# Homework 4
Drew Bonde

## Problem Statement
Given an (unsorted) array of `n` elements, return the largest `k` elements.
* You are asked to do it in $O(nlogk)$

## My Approach
I wanted to do this with a min-heap the size of `k`, as searching for elements in min-heaps can be done in log(length of the min-heap): $logk$ in my case.

## The Code

In [9]:
def newheap(n):
    return [0]+[None]*n

def insert(a, e):
    a[0] = a[0]+1
    a[a[0]] = e
    heapfixup(a, a[0])

def heapfixup(a, i):
    while i > 1:
        p= i // 2
        if a[p] > a[i]:
            a[p], a[i] = a[i], a[p]
            i = p
        else:
            return

def extractsmallest(a):
    e,a[1],a[0] = a[1], a[a[0]], a[0]-1
    heapfixdown(a, 1)
    a[a[0]+1] = 0
    return e

def heapfixdown(a, i):
    while 2*i <= a[0]:
        c = 2*i
        if c+1 <= a[0]:
            if a[c+1] < a[c]:
                c = c+1
        if a[i] > a[c]:
            a[i], a[c] = a[c], a[i]
            i=c
        else:
            return
    
def largest_k(n, k):
    if k == 0:
        return None
    heap = newheap(k)
    largest = []
    for i in range(k):
        insert(heap, n[i])
    for i in range(k, len(n)):
        if(extractsmallest(heap) <= n[i]):
            insert(heap, n[i])
    return heap

## Small Tests

In [72]:
# The first element of the returned min-heap is k!! The same way we did it in class.

# testing with k=0
# expected: None
# actual: None
n = [1, 2, 3]
print(largest_k(n, 0))

# when the array is the same number
# expected: array of k length of the same number
# actual: array of k length of the same number
n = [3, 3, 3, 3, 3, 3, 3, 3, 3, 3]
print(largest_k(n, 4))

# two of the same number, 1 higher
# expected: same numbers AND higher number in return
# actual: same numbers AND higher number in return
n = [3, 3, 3, 3, 3, 4, 3, 3, 3]
print(largest_k(n, 3))

# random array generated by me: k = 16, n = [1, 21, 22, 32, 33, 36, 39, 44, 77, 87, 105, 121, 123, 131, 133, 148, 156, 166, 168, 220, 230, 230, 239, 245, 262, 264, 268, 287, 298, 324, 345, 349, 366, 371, 381, 384, 384, 386, 394, 400, 404, 423, 444, 446, 468, 476, 485, 493, 497, 497]
# expected: [16, 381, 384, 384, 386, 394, 423, 400, 476, 446, 497, 485, 493, 468, 444, 404, 497]
# actual: [16, 381, 384, 384, 386, 394, 423, 400, 476, 446, 497, 485, 493, 468, 444, 404, 497]
n = [1, 21, 22, 32, 33, 36, 39, 44, 77, 87, 105, 121, 123, 131, 133, 148, 156, 166, 168, 220, 230, 230, 239, 245, 262, 264, 268, 287, 298, 324, 345, 349, 366, 371, 381, 384, 384, 386, 394, 400, 404, 423, 444, 446, 468, 476, 485, 493, 497, 497]
k = 16
print(largest_k(n, 16))

None
[4, 3, 3, 3, 3]
[3, 3, 4, 3]
[16, 381, 384, 384, 386, 394, 423, 400, 476, 446, 497, 485, 493, 468, 444, 404, 497]

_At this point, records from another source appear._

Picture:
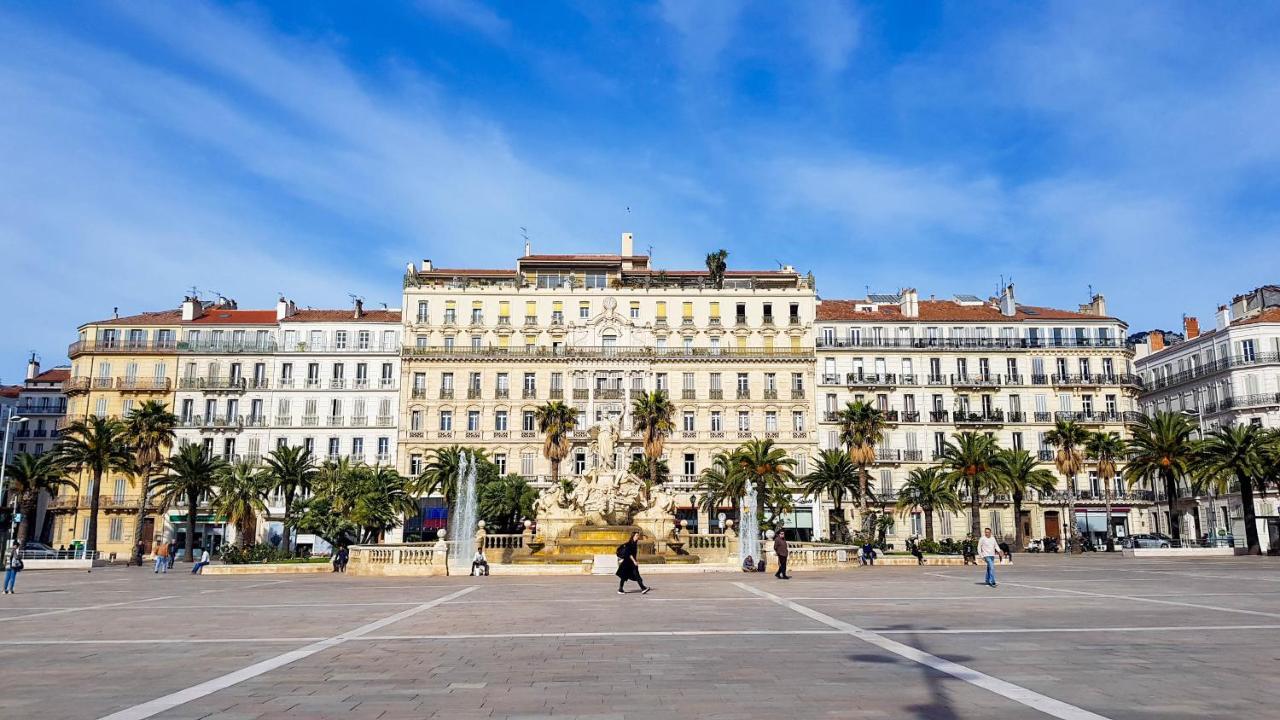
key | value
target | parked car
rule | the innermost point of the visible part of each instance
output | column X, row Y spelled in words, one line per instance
column 1146, row 540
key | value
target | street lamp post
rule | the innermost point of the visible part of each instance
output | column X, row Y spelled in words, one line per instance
column 4, row 481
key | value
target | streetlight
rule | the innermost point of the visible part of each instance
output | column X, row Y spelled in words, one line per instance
column 4, row 482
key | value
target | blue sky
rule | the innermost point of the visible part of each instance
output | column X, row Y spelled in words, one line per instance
column 314, row 147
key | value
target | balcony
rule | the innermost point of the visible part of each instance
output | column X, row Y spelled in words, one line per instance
column 142, row 384
column 983, row 418
column 124, row 347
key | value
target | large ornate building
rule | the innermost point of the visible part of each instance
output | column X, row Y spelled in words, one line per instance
column 941, row 367
column 485, row 347
column 1229, row 374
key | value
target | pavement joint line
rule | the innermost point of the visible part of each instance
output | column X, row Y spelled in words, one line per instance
column 65, row 610
column 1155, row 601
column 237, row 677
column 1004, row 688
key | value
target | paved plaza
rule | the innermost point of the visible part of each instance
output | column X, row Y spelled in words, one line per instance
column 1078, row 638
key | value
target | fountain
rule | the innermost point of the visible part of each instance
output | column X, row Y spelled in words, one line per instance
column 749, row 527
column 462, row 519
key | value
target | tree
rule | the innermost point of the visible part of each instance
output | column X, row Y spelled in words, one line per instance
column 652, row 417
column 443, row 466
column 556, row 420
column 833, row 475
column 149, row 429
column 768, row 468
column 1019, row 473
column 192, row 474
column 1239, row 454
column 1162, row 447
column 96, row 446
column 1106, row 450
column 970, row 459
column 716, row 267
column 291, row 469
column 28, row 475
column 241, row 496
column 862, row 428
column 929, row 490
column 504, row 501
column 1069, row 437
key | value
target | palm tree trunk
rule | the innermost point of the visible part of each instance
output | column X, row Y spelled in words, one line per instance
column 28, row 516
column 1251, row 523
column 1170, row 492
column 135, row 554
column 192, row 509
column 288, row 533
column 974, row 510
column 1019, row 541
column 91, row 532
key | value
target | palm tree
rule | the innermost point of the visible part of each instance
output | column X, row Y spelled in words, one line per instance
column 28, row 475
column 1161, row 446
column 241, row 496
column 1106, row 450
column 970, row 459
column 833, row 475
column 652, row 417
column 97, row 446
column 291, row 469
column 149, row 429
column 1235, row 452
column 716, row 267
column 1069, row 437
column 556, row 420
column 768, row 468
column 928, row 488
column 862, row 428
column 440, row 473
column 192, row 474
column 1019, row 473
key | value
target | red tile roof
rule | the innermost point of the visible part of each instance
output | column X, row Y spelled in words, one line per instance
column 154, row 318
column 942, row 311
column 53, row 376
column 343, row 317
column 216, row 317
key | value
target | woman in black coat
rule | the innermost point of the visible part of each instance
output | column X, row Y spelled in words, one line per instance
column 627, row 566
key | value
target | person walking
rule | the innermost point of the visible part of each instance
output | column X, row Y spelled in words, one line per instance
column 988, row 550
column 629, row 569
column 780, row 548
column 12, row 566
column 161, row 559
column 199, row 568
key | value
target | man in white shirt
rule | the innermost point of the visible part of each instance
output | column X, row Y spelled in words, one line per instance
column 988, row 550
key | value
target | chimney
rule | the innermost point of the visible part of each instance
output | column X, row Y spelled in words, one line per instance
column 1156, row 340
column 1191, row 327
column 909, row 302
column 191, row 309
column 1008, row 304
column 284, row 309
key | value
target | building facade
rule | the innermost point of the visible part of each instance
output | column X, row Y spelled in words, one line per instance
column 1226, row 376
column 942, row 367
column 487, row 347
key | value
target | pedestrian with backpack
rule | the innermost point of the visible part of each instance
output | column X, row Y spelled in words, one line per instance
column 629, row 569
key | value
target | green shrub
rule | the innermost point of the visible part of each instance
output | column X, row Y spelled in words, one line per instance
column 254, row 554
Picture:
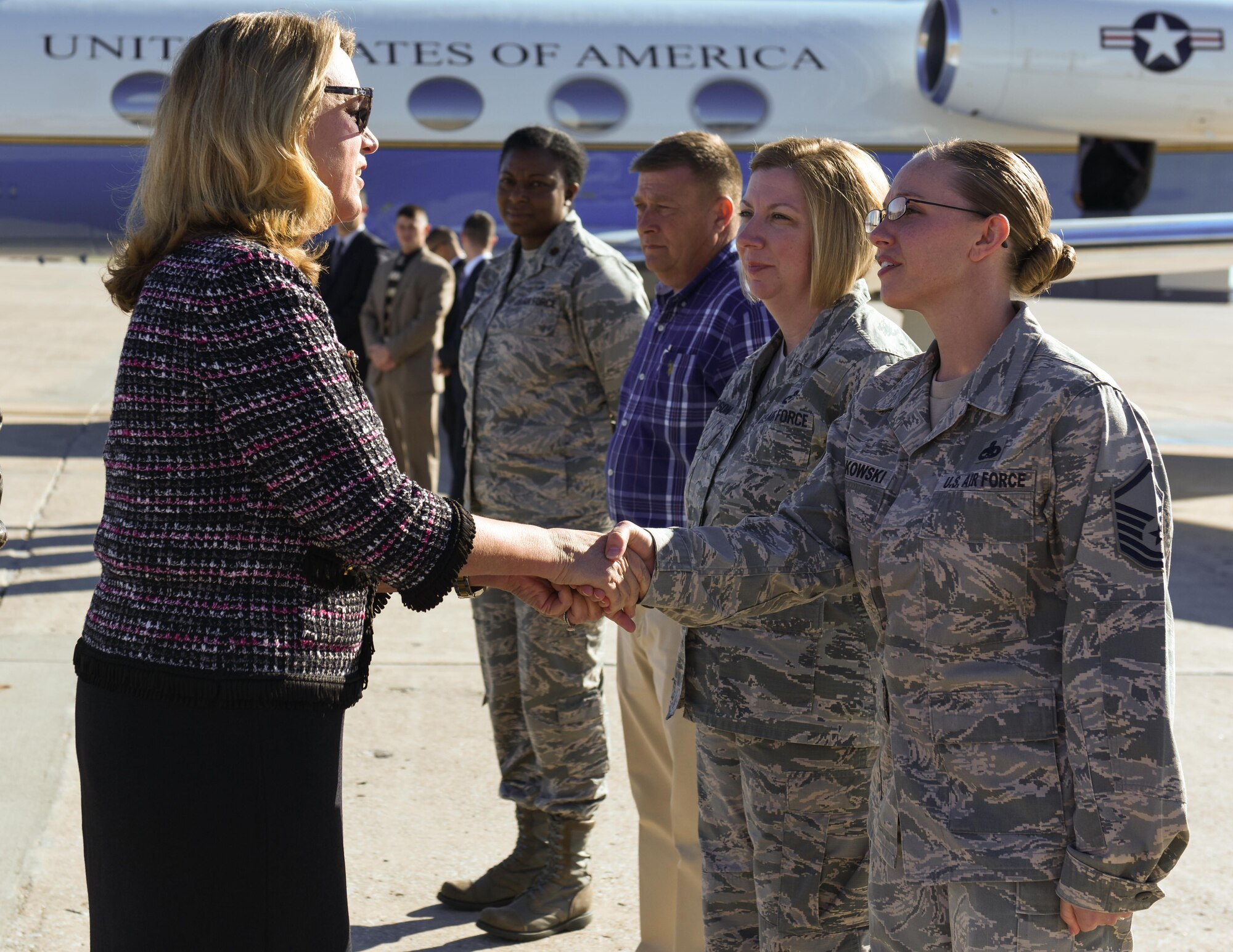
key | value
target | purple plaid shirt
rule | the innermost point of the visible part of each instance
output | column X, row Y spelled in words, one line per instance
column 690, row 347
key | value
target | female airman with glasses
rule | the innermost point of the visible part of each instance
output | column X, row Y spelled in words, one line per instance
column 1003, row 511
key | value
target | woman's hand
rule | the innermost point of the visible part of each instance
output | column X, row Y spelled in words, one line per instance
column 615, row 584
column 555, row 601
column 1084, row 920
column 634, row 545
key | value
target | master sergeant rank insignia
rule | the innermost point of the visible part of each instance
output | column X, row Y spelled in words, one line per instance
column 1137, row 511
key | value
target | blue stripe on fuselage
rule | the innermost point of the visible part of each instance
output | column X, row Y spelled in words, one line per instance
column 72, row 198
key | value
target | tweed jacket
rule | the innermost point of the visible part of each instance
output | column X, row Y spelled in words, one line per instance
column 252, row 500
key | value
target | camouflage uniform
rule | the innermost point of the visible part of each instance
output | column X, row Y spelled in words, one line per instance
column 544, row 348
column 785, row 703
column 1014, row 560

## More Exhaustive Testing

In [130]:
import random

def testing(k):
    if k == 0:
        return None
    arr = []
    maxnums = []
    sum1 = 0
    sum2 = 0
    for i in range(100):
        arr.append(random.randint(0, 1000))
    ans = largest_k(arr, k)
    arr.sort()
    maxnums.append(k)
    
    for i in range(len(arr)-k, len(arr)):
        maxnums.append(arr[i])
    
    for i in range(len(maxnums)):
        sum1 += maxnums[i]
    for j in range(len(largest_k(arr, k))):
        sum2 += largest_k(arr, k)[j]
    
    if (sum1==sum2):
        return True
    else:
        return False

all([testing(k) == True for k in range(1, 100)])

True

## Runtime
Each of the operations on the min-heap take $O(logk)$ time complexity, as proven in class. They are done a total of $k+n-k = n$ times, therefore making the runtime $O(nlogk)$.

## Correctness
Note that the first for loop in `largest_k` is finite. It starts from zero and ends at $k-1$, hence it executes exactly $k$ times. This loop creates a min-heap, and inserts the first k elements of the unsorted array into it. The next for loop starts at $k$, and ends at $n$, therefore executing exactly $n-k$ times. Inside this loop, the smallest element of the min-heap is extracted. If it is smaller than whatever number is at `n[k]`, it is replaced with `n[k]`. Hence at the end, it contains the `k` largest elements of the given unsorted array (including k at the first index for convenience).